Le serveur vint poser l'addition sur la table en s'excusant de nous déranger.
Vicky sortit une carte noire de son sac à main. Ce qui me fit écarquiller mes globes oculaires. Le gentil serveur apporta un TPE qu'il utilisa pour extraire l'argent nécessaire. Elle le remercia de son service irréprochable.

- On peut y aller? souffla-t-elle. J'ai encore plein d'autres endroits à te faire visiter.
- Bien-sûr, me levai-je.
- Euh par contre, tu peux prendre les clefs? J'ai une envie pressante.

Elle grimaça. Je lui souris.
- D'accord je t'attends.
- Va t'installer dans la voiture je t'en prie. Je n'en ai pas pour longtemps.

J'acquiesçai, la voyant s'éloigner avec Mr. Puff.

Qui va aux toilettes avec son putain de chat franchement?

Je quittai la table pour me diriger vers la voiture de mon acolyte que je déverrouillai sans problème. Et, lorsque je m'apprêtais à ouvrir la portière, je sentis comme un objet se dresser dans mon dos, nu. Une présence m'avait envahie. Ce n'était pas Viktoria. Je l'aurais vu venir. J'aurais senti son parfum plus qu'agressif. J'écarquillai les yeux, au son de la voix menaçante de l'individu.
- ¡No te muevas! ¡no grites! De lo contrario, te dispararé inmediatamente. (Ne bouge pas! Ne crie pas! Sinon, je te flingue direct.)

Je déglutis en assimilant les paroles assenantes de l'homme qui respirait un peu trop bruyamment dans mon dos.
- ¡Dame las llaves del auto y entra tranquilamente! (File-moi les clefs de la bagnole et rentre calmement à l'intérieur.)

Mon corps grelotait.
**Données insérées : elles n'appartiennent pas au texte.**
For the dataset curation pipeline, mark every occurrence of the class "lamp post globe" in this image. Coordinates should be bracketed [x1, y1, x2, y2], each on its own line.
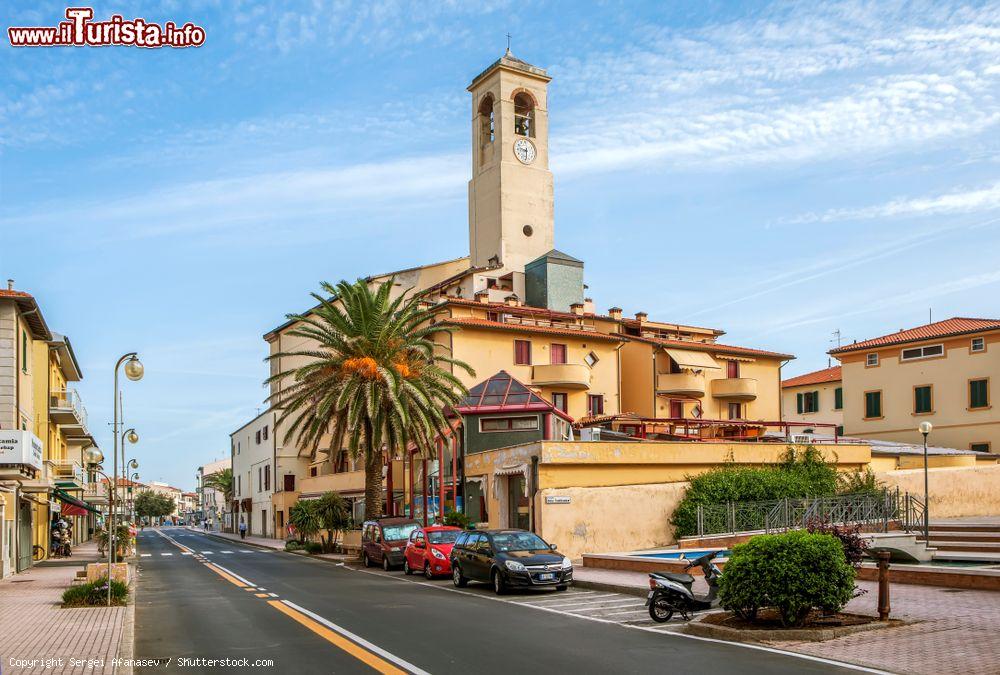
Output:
[125, 355, 145, 382]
Il appuya davantage sur la peau à découvert de mon dos avec son arme froide. Je lui tendis les clefs, réticente et sans jamais me retourner. Je me rendis compte à ce moment précis que je tenais un minimum encore à ma pauvre existence. J'avais besoin de vivre. Et encore que je n'avais pas encore pu réaliser tout ce que je m'étais promise de faire à mon retour aux États-Unis. Je devais vivre pour accomplir mon destin.

Sans un mot, je montai à bord du véhicule. L'homme le verrouilla, minimisant mes tentatives de fuite qui s'avéreraient irréfléchies et risquées. Je priais pour que Vicky se pointe là et maintenant, pour que quelqu'un remarque ma détresse. Mais non. Tout le monde vaquait à ses occupations et personne ne calculait personne. Mes mains étaient devenues froides à un tel point où je sentais mon métabolisme ralentir. J'observai mon agresseur, grand, fort et au visage masqué par une vulgaire casquette noire contourner la voiture puis la déverrouiller. Il s'installa derrière le volant, mit le contact, son arme pointée sur ma côte et moi, prisonnière de son influence meurtrière.